Сущность барочного мировоззрения – героизм. Последнее слово нуждается в уточнении. Древнегреческое понятие героизма подробно исследуется в книге Вадима Михайлина «Тропа звериных слов». Героем называется тот, кто должен погибнуть героической смертью (извините за тавтологию). Собственно, герой и есть эта смерть, и судьба героя, которую он не в состоянии ни отменить, ни изменить, заключается в движении к этой смерти. Заметим, что с христианским подвижничеством (как образом жизни) здесь нет ничего общего.

Вспомним, что писал о барокко Вальтер Беньямин. В «Происхождении немецкой барочной драмы» он постоянно говорит о механистичности барочного мира (точнее было бы сказать «механичность», но такого слова, кажется, нет). Если мы представим, что мир вокруг нас работает, как часовой механизм, первое слово, которое придет нам в голову, будет слово «фатум». Человек барокко это новый Эдип, который не в состоянии убежать от судьбы. Все, что ему остается – принять неизбежное и смириться с бессмысленным. Его попытки как-то повлиять на ход вещей могут быть смехотворными, а могут, напротив, вызвать наше сочувствие, если персонаж сумеет проявить ум и характер на пути к мясорубке. Естественно, комедия и трагедия представляют собой две стороны одной медали. Когда Эдип один, мы видим в его судьбе нечто исключительное и получается трагедия, но когда таких Эдипов – шесть миллиардов, это уже курам на смех. И чем меньше мы сочувствуем им всем и каждому из них (нет, это не цинизм, это просто возраст), тем сильнее проступает их сходство с марионетками.

Марионетки же более всего трагичны тогда, когда осознают себя марионетками.

Риторика, представляющая собой основу барочного мировосприятия, для людей той эпохи была не просто искусством составления и произнесения выразительных речей, но универсальным инструментом, позволяющим сопоставлять и соединять любые объекты нашего мира, поперек всяческих иерархий и родственных связей. Трактат Эммануэле Тезауро «Подзорная труба Аристотеля» (1654) изображает мир-конструктор, полностью подвластный человеку и поставляющий разнообразнейший материал для нашего с вами морального совершенствования. Изречение Гойи о сне разума, рождающем чудовищ, относится исключительно к просвещенческому разуму. Барочный, напротив, был полностью поглощен выдумыванием различных чудовищ, называя их метафорами. Метафорой служила как подзорная труба, приближающая удаленные предметы, как если бы они были рядом с нами, так и всевозможные химеры, киноцефалы, сциаподы. Частью этого чудовищного дискурса были экзотические, точнее – фантастические мотивы. Излишне и напоминать, что всему этому легко можно найти параллели в Ар Деко.

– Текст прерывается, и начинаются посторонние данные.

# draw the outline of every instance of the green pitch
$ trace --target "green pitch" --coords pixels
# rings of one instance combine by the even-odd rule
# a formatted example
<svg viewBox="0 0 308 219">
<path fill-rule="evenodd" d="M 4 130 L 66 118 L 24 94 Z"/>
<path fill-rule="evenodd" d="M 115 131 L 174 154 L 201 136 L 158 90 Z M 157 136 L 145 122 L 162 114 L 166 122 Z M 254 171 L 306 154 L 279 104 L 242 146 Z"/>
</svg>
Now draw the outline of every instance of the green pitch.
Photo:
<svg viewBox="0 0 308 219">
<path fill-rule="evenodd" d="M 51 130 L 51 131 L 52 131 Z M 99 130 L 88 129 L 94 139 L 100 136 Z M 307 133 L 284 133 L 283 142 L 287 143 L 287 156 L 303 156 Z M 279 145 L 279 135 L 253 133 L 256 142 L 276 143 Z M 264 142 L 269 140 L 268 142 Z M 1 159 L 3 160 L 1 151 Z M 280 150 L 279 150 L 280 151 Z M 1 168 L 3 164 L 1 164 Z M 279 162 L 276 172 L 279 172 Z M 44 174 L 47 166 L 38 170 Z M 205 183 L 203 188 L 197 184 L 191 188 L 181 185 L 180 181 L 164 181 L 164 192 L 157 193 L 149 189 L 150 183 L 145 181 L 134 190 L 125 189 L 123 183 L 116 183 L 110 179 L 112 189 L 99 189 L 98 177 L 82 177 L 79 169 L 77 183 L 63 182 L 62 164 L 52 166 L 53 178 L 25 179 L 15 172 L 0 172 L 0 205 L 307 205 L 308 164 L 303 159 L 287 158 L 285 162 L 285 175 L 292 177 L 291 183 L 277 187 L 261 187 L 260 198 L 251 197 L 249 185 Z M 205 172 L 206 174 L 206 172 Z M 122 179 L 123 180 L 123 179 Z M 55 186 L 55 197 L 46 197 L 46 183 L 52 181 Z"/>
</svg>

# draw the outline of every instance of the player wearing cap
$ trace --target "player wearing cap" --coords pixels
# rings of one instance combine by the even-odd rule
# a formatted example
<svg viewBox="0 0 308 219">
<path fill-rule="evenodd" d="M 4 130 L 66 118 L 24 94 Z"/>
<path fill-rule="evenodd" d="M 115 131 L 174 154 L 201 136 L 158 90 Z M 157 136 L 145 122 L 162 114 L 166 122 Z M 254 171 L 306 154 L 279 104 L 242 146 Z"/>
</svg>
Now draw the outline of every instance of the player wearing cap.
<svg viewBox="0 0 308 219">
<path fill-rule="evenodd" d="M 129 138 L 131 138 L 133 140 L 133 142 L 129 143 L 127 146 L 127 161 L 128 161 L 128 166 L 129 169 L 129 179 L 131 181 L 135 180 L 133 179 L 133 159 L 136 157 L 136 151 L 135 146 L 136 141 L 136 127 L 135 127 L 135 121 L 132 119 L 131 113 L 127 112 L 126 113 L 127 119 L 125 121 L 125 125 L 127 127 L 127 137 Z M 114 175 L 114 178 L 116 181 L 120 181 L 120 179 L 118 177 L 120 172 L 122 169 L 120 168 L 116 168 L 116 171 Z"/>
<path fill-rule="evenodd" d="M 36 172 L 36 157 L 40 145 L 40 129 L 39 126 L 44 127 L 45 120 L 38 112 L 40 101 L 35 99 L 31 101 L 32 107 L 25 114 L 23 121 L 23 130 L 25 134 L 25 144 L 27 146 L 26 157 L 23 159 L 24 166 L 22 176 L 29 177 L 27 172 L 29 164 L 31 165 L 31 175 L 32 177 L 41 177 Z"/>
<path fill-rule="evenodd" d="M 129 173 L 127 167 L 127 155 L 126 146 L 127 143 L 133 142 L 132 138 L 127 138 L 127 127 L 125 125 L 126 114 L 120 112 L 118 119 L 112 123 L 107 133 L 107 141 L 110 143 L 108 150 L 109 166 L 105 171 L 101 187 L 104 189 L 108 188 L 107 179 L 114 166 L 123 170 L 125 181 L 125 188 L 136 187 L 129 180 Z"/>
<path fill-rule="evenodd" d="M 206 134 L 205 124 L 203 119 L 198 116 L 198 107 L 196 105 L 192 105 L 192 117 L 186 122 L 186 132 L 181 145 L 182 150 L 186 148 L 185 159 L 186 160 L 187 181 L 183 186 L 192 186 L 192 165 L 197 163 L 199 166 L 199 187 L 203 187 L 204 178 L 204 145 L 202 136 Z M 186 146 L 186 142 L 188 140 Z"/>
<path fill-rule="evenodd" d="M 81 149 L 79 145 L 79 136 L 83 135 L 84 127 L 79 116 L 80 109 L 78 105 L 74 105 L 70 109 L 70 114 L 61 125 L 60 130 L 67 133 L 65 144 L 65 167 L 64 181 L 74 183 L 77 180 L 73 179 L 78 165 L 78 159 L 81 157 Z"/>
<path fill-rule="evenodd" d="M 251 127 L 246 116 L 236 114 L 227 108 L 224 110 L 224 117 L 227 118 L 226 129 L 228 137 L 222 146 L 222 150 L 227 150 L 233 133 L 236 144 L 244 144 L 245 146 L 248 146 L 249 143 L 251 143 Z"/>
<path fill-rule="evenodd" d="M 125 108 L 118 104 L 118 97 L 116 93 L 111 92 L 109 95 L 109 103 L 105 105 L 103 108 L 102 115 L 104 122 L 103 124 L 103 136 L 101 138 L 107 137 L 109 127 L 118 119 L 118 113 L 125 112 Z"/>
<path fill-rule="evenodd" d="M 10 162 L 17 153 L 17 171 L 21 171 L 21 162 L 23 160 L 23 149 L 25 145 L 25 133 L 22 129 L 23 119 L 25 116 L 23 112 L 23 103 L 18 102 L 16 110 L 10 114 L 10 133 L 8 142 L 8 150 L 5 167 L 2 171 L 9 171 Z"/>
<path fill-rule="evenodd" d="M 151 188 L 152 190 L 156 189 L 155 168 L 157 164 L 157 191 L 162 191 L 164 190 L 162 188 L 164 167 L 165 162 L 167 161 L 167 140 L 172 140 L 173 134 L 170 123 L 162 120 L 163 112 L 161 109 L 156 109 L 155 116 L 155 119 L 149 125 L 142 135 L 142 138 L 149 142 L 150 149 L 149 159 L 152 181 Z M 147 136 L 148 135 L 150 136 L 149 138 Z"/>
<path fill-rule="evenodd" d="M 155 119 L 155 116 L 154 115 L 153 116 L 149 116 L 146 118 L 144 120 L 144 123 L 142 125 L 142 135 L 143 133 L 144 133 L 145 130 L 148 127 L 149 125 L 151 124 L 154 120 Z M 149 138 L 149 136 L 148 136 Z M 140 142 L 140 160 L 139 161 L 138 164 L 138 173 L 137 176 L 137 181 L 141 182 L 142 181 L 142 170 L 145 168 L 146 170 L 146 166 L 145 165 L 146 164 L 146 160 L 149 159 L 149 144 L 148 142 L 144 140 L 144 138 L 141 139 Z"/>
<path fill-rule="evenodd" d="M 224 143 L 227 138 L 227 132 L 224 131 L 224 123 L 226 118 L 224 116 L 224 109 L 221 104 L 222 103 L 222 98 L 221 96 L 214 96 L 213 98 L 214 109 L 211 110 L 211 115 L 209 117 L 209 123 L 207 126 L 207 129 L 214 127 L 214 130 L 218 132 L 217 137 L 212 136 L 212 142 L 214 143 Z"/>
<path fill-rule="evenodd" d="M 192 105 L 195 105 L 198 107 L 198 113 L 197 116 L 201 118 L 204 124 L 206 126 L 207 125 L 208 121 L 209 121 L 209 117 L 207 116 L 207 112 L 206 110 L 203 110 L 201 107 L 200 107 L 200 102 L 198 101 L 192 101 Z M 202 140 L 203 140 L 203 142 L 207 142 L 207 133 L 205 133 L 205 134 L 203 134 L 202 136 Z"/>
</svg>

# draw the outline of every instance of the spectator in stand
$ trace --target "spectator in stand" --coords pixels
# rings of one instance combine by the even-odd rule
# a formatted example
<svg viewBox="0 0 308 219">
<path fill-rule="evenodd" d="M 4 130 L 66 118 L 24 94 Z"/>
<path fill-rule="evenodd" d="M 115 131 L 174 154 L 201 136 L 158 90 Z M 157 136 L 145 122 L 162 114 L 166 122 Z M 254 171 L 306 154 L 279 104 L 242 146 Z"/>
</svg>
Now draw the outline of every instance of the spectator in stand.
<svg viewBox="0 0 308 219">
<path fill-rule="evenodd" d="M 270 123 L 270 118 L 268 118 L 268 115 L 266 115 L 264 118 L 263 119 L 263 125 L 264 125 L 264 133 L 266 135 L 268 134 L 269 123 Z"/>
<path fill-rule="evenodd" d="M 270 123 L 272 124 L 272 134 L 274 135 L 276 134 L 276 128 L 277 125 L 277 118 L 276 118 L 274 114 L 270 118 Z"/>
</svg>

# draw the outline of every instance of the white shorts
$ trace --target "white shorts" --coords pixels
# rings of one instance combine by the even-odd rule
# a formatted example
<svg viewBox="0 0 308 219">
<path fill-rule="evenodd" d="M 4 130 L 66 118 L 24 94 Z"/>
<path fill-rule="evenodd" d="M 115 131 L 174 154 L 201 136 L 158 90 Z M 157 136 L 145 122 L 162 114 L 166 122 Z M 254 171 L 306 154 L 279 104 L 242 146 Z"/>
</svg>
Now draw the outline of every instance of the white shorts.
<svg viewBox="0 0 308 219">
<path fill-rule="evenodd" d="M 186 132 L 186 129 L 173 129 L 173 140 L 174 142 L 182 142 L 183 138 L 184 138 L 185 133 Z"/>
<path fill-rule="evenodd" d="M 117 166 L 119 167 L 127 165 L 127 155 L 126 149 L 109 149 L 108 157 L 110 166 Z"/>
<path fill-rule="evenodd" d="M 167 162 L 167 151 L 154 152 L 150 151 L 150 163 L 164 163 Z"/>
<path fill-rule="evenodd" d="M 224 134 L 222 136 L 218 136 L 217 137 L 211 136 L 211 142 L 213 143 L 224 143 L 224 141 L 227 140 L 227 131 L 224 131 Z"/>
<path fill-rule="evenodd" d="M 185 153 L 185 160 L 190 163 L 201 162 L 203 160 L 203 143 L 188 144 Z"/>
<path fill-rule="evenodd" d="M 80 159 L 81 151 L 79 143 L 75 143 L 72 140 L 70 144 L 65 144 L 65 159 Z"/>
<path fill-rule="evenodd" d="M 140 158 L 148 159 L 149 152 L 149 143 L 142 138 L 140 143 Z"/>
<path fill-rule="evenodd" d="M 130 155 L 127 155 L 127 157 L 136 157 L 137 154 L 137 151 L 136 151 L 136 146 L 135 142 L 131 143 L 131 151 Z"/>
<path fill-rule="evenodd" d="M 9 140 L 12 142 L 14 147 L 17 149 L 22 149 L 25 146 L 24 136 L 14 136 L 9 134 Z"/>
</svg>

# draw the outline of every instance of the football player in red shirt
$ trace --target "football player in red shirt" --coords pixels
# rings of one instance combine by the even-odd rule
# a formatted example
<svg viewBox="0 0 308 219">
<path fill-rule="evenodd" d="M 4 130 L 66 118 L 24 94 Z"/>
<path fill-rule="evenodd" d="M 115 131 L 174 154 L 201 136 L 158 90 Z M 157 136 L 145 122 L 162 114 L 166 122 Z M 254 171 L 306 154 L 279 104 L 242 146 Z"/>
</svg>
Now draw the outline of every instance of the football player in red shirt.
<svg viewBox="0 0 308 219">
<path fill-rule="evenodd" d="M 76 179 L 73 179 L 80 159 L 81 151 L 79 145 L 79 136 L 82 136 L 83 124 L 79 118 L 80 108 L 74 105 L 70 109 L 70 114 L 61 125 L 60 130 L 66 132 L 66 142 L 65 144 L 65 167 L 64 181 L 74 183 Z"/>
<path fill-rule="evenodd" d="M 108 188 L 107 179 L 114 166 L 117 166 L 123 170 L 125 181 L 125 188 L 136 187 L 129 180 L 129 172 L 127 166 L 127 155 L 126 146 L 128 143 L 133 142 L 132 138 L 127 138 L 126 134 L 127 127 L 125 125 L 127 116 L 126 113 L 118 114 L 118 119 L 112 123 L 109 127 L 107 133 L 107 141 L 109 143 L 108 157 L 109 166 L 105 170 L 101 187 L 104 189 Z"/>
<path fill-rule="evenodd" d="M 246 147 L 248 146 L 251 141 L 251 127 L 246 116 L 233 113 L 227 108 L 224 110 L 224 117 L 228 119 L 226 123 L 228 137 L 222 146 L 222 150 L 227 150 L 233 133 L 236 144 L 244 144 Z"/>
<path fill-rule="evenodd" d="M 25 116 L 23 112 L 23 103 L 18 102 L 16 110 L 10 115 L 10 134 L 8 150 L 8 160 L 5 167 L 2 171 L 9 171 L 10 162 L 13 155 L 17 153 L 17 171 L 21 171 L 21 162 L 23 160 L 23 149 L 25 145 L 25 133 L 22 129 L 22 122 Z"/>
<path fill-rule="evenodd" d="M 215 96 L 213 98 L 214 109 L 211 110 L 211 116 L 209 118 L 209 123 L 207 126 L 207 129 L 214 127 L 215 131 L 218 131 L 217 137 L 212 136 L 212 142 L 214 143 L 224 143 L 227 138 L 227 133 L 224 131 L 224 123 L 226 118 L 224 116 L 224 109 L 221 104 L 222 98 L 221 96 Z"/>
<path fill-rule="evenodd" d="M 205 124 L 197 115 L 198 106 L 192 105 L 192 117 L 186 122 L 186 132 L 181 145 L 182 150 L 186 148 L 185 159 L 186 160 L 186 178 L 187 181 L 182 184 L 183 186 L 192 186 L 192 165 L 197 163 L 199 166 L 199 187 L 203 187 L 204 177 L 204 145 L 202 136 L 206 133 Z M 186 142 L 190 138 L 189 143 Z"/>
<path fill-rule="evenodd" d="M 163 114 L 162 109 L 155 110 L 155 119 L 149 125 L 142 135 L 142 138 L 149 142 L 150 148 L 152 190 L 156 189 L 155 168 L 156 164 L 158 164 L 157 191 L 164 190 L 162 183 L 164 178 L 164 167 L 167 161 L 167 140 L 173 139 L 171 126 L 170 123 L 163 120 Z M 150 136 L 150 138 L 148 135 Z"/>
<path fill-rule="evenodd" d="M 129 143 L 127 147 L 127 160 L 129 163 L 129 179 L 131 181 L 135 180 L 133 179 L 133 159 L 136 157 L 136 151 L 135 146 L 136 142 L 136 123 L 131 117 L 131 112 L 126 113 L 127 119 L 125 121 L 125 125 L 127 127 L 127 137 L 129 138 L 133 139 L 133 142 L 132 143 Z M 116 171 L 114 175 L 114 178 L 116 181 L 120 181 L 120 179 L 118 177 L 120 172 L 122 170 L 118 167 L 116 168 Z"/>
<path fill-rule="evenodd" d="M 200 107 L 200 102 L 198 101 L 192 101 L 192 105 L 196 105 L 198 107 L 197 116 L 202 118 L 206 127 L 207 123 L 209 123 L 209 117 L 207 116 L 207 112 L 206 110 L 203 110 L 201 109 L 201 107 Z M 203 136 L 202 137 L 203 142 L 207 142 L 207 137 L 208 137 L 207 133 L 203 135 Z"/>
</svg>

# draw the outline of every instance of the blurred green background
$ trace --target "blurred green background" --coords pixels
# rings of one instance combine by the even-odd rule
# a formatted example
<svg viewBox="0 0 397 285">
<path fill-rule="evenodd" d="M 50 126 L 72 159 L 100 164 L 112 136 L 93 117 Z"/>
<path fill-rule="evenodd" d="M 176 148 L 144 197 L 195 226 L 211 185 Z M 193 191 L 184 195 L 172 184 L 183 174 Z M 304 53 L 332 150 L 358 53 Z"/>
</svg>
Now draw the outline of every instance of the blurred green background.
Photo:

Но здесь нам возразят, что в барокко есть глубина, а в Ар Деко ее нет. В самом деле, Ар Деко оказывается поверхностным, если видеть в нем только гламур, мы же утверждаем, что в гламурной оболочке есть трещинки, сквозь которые проглядывает vanitas. Картина Антуана Вирца «Прекрасная Розина» (1847) изображает обнаженную девушку, рассматривающую скелет. Никаких пояснений не предполагается: перед нами всего лишь две фигуры, выхваченные из темноты.

56

Антуан Вирц – Прекрасная Розина, 1847

Здравый смысл подсказывает нам, что обнаженные девушки не особенно часто устраивают ночные медитации в комнатах со скелетами. (Более того, шкафы, где эти скелеты находятся, они держат запертыми на ключ). Значит, перед нами либо аллегория, либо два равнозначных персонажа анатомического театра – восковая фигура, своего рода слепок с красоты и молодости, и скелет, не скрывающий уже ничего. Если же девушка живая, тогда композиция картины Вирца воспроизводит иконографию «портретов с черепом», о которых пишет Михаил Ямпольский в книге «Демон и лабиринт». Лицо на таких портретах выступает как маска, скрывающая череп. А череп, в свою очередь, есть предвестие грядущего, но сводящееся к плоской дидактике в духе «все там будем».

Статуя, манекен или кукла могут заместить череп, ничего, по сути дела, не меняя. Достаточно продемонстрировать куклу, чтобы намекнуть на неизбежность трагедии. И мы будем притворяться легкомысленными, и рисовать одних только кукол, в надежде, что это никого не обманет.